Land art, also known as Earth art or earthworks, is as recent as the '60s, when it started as an art movement — and as timeless as Indian burial mounds or Stonehenge. Artistically, it was born of conceptual art, Minimalism, and the arrogance, bordering on hubris, of Abstract Expressionism. In a broader sense, it was born of environmentalism, the space program (with the awareness it brought of the planet as a finite object), and the Vietnam War.
The effect of the war wasn't just in radicalizing practitioners, a radicalism indicated by the first word in the title of writer-director James Crump's "Troublemakers: The Story of Land Art." The documentary runs at the Museum of Fine Arts Wednesday through Jan. 21. The influence of Vietnam extended to how land artists were drawn to the stony, Old Testament severity of the desert West, a terrain diametrically different from the green lushness of Southeast Asia.
Artists like Robert Smithson (1938-1973), Walter De Maria (1935-2013), and Michael Heizer (1944- ) sought to abandon the confines of the art gallery and the limitations of painting and conventional sculpture.
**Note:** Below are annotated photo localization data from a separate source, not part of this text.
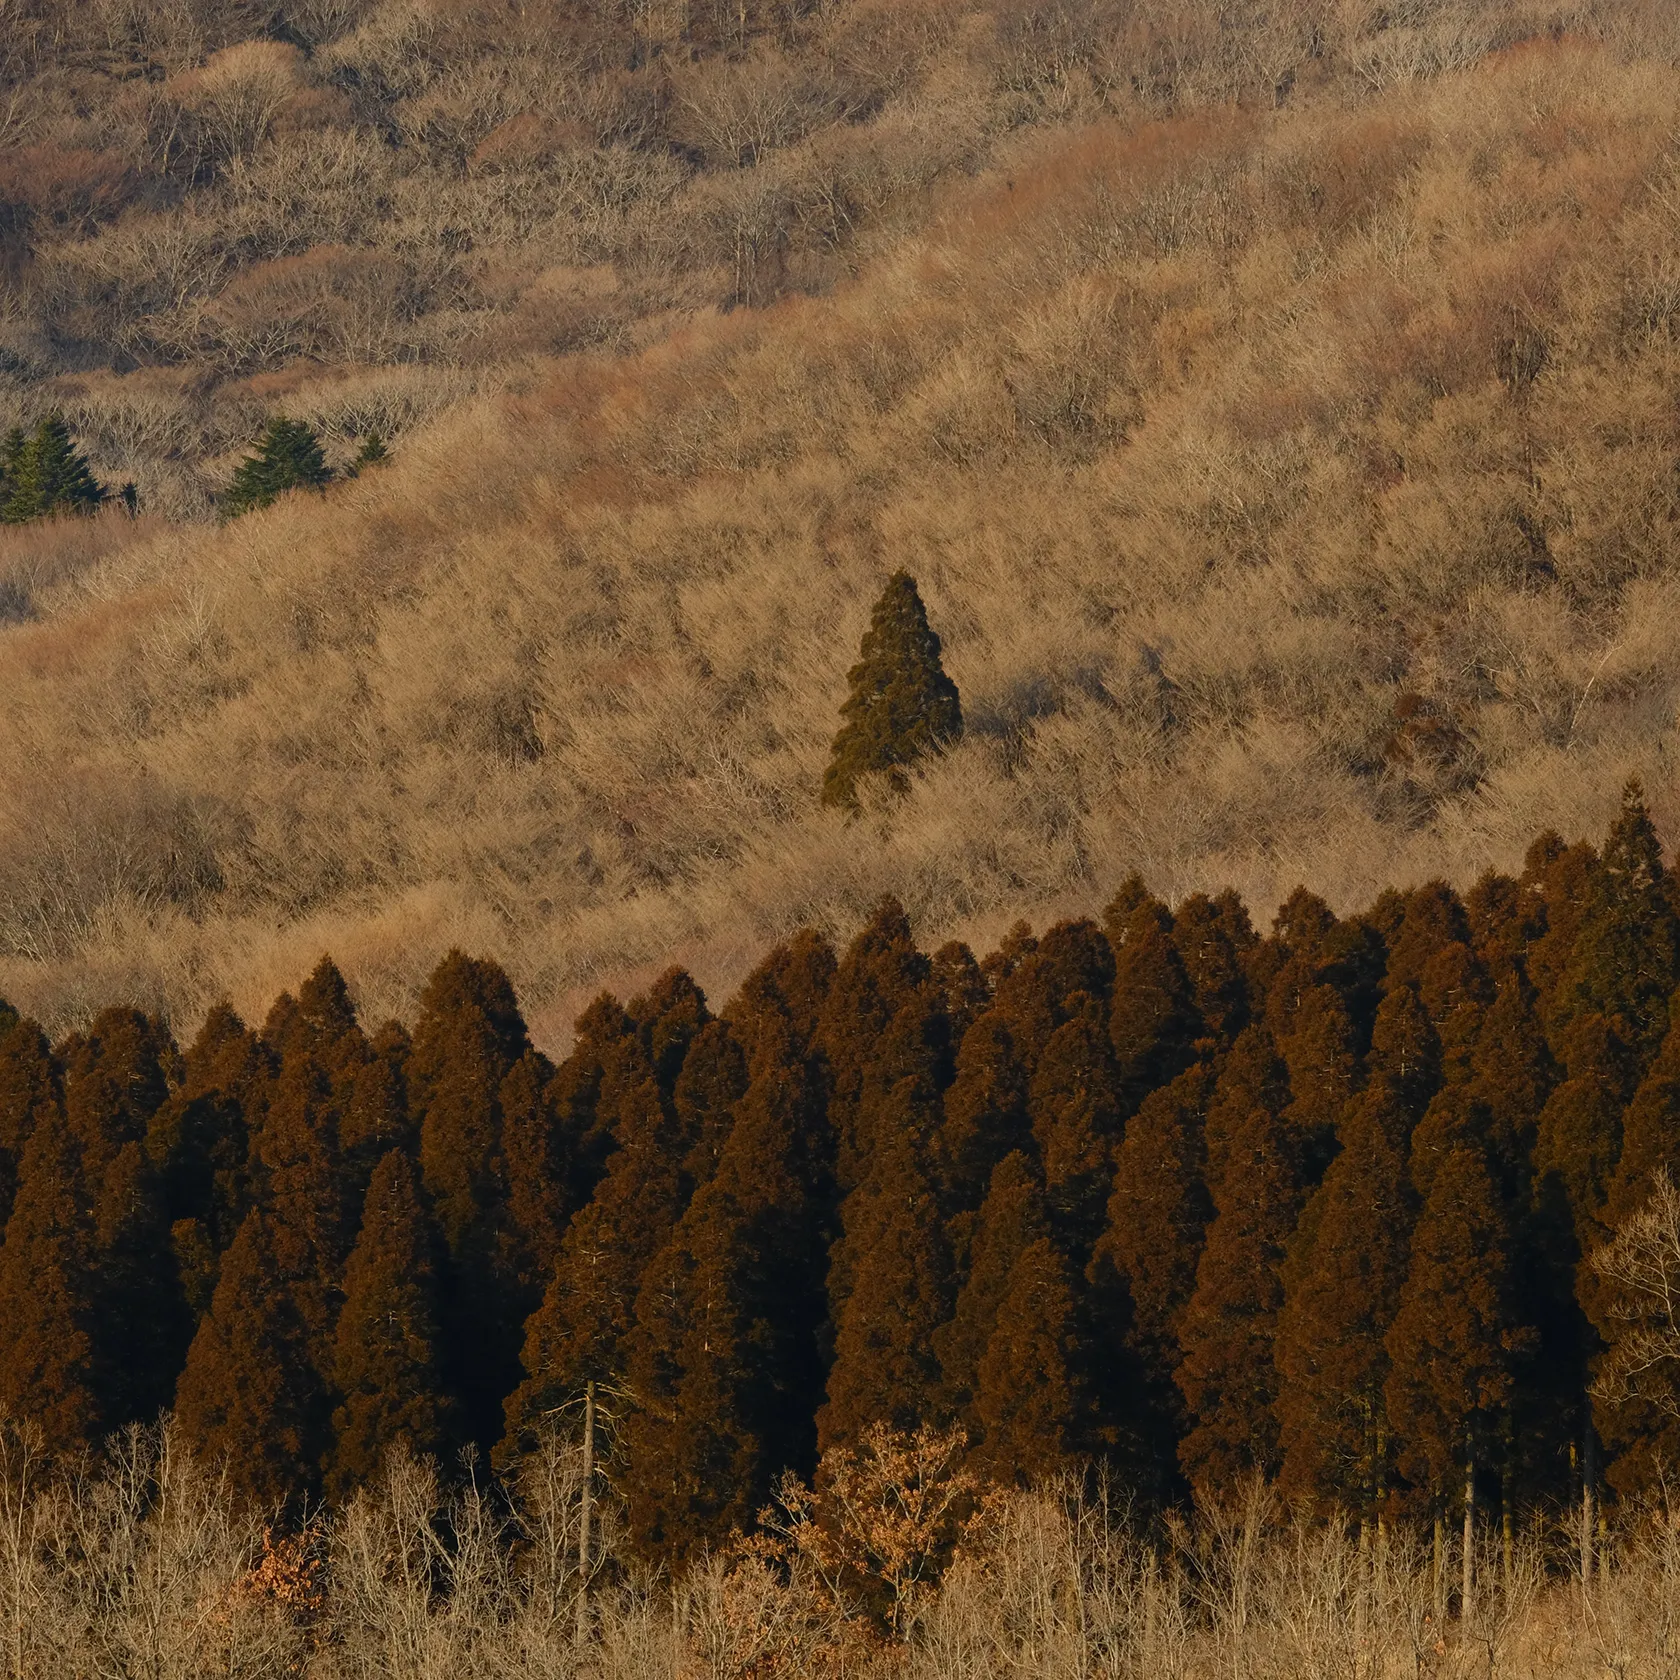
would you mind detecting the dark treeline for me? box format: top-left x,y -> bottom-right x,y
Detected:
2,783 -> 1679,1563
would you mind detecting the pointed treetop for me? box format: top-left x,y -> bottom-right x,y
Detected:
821,571 -> 963,809
223,416 -> 332,517
0,415 -> 106,524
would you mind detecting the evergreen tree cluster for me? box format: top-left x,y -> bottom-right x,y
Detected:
0,416 -> 106,523
4,785 -> 1680,1550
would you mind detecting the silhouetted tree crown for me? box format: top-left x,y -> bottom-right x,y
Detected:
821,571 -> 962,808
223,417 -> 332,516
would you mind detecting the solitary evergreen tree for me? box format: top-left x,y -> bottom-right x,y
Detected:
821,571 -> 962,808
327,1151 -> 457,1501
0,415 -> 105,523
223,417 -> 332,516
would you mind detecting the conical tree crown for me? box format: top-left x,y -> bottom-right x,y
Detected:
818,1090 -> 952,1452
1108,898 -> 1199,1108
0,415 -> 105,523
937,1009 -> 1031,1211
934,1150 -> 1050,1429
1273,1082 -> 1415,1511
1606,991 -> 1680,1226
1029,995 -> 1122,1260
973,1236 -> 1089,1485
174,1207 -> 333,1509
1169,890 -> 1256,1050
1564,781 -> 1680,1062
327,1151 -> 457,1502
0,1104 -> 102,1452
223,416 -> 331,515
821,570 -> 962,808
0,1015 -> 60,1232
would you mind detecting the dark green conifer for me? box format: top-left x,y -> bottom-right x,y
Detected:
1174,1094 -> 1308,1496
0,1015 -> 59,1234
1087,1062 -> 1215,1495
821,571 -> 962,808
624,1016 -> 833,1562
1169,890 -> 1256,1051
0,1104 -> 102,1452
223,417 -> 332,516
410,951 -> 530,1449
174,1208 -> 333,1508
1565,781 -> 1680,1064
0,415 -> 105,523
1273,1081 -> 1414,1511
1108,898 -> 1199,1109
327,1151 -> 457,1501
818,1085 -> 952,1452
934,1151 -> 1050,1431
1029,995 -> 1122,1260
972,1236 -> 1089,1485
503,1047 -> 690,1453
937,1009 -> 1031,1213
1384,1121 -> 1533,1518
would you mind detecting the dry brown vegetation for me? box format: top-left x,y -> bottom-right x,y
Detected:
1,1416 -> 1677,1679
6,12 -> 1680,1041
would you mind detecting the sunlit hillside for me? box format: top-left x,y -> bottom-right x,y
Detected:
5,18 -> 1680,1040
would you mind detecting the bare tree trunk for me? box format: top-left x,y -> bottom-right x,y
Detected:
1462,1451 -> 1475,1630
577,1380 -> 595,1646
1581,1421 -> 1595,1594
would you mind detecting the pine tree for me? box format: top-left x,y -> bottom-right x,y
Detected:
174,1207 -> 333,1508
818,1085 -> 952,1452
1535,1011 -> 1634,1251
550,992 -> 634,1206
0,1104 -> 103,1452
62,1008 -> 185,1425
820,897 -> 936,1191
1273,1081 -> 1415,1511
1029,995 -> 1122,1260
934,1151 -> 1051,1431
1202,1022 -> 1289,1193
503,1048 -> 691,1453
327,1152 -> 457,1502
1087,1062 -> 1216,1495
724,929 -> 837,1066
629,968 -> 712,1098
930,940 -> 990,1074
821,571 -> 962,808
1604,994 -> 1680,1227
1275,983 -> 1358,1183
1364,981 -> 1442,1125
1108,898 -> 1199,1110
1565,781 -> 1680,1064
937,1009 -> 1031,1213
972,1236 -> 1089,1485
498,1047 -> 567,1310
336,1020 -> 413,1202
0,1014 -> 60,1233
1465,868 -> 1544,978
410,951 -> 530,1449
671,1018 -> 750,1189
1383,882 -> 1472,994
1465,967 -> 1555,1193
0,415 -> 105,523
1175,1094 -> 1308,1496
1169,890 -> 1256,1051
1523,835 -> 1598,1051
223,417 -> 332,516
624,1016 -> 833,1562
1384,1123 -> 1533,1520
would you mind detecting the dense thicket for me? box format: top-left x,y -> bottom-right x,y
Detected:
6,792 -> 1680,1555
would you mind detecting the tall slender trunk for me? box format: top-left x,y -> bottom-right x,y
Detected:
1433,1504 -> 1446,1628
578,1380 -> 595,1644
1462,1449 -> 1475,1629
1581,1419 -> 1596,1592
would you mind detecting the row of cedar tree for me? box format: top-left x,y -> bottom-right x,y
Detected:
1,787 -> 1679,1556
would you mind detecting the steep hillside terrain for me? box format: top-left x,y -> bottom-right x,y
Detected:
3,14 -> 1680,1040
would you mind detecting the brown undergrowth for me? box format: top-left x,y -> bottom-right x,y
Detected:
6,33 -> 1680,1041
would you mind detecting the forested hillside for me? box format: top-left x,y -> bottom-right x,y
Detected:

Rather than make art out of landscapes, they would make the landscape into art. As De Maria memorably put it, "My new brush is a Caterpillar." Works like Smithson's "Spiral Jetty," De Maria's "Lightning Field," and Heizer's "Double Negative" show how extraordinary land art can be.
Crump, an author and curator, previously directed a good documentary on the relationship between the photographer Robert Mapplethorpe and his lover, the collector-curator Sam Wagstaff. Crump has directed "Troublemakers" with assurance and energy. Perhaps too much so: The documentary has a headlong quality that conveys the excitement of the '60s and early '70s, with the era's constant sense of so many barriers being broken. Yet by thrusting viewers right into the middle of things, the documentary never really situates them — or, rather, does it in a way that's distracted, intermittent, or both.
Of course the artists themselves would be the first to reject the value of context — other than geological. And for a documentary about art to have such velocity is no small thing. "Troublemakers" has many pleasures to offer. Who knew that Smithson's voice sounded like that of the "Saturday Night Live" actor-writer Michael O'Donoghue? Or that Heizer has a Jack Nicholson grin?
TROUBLEMAKERS: The Story of Land Art
Written and directed by James Crump. At Museum of Fine Arts. 71 minutes. Unrated.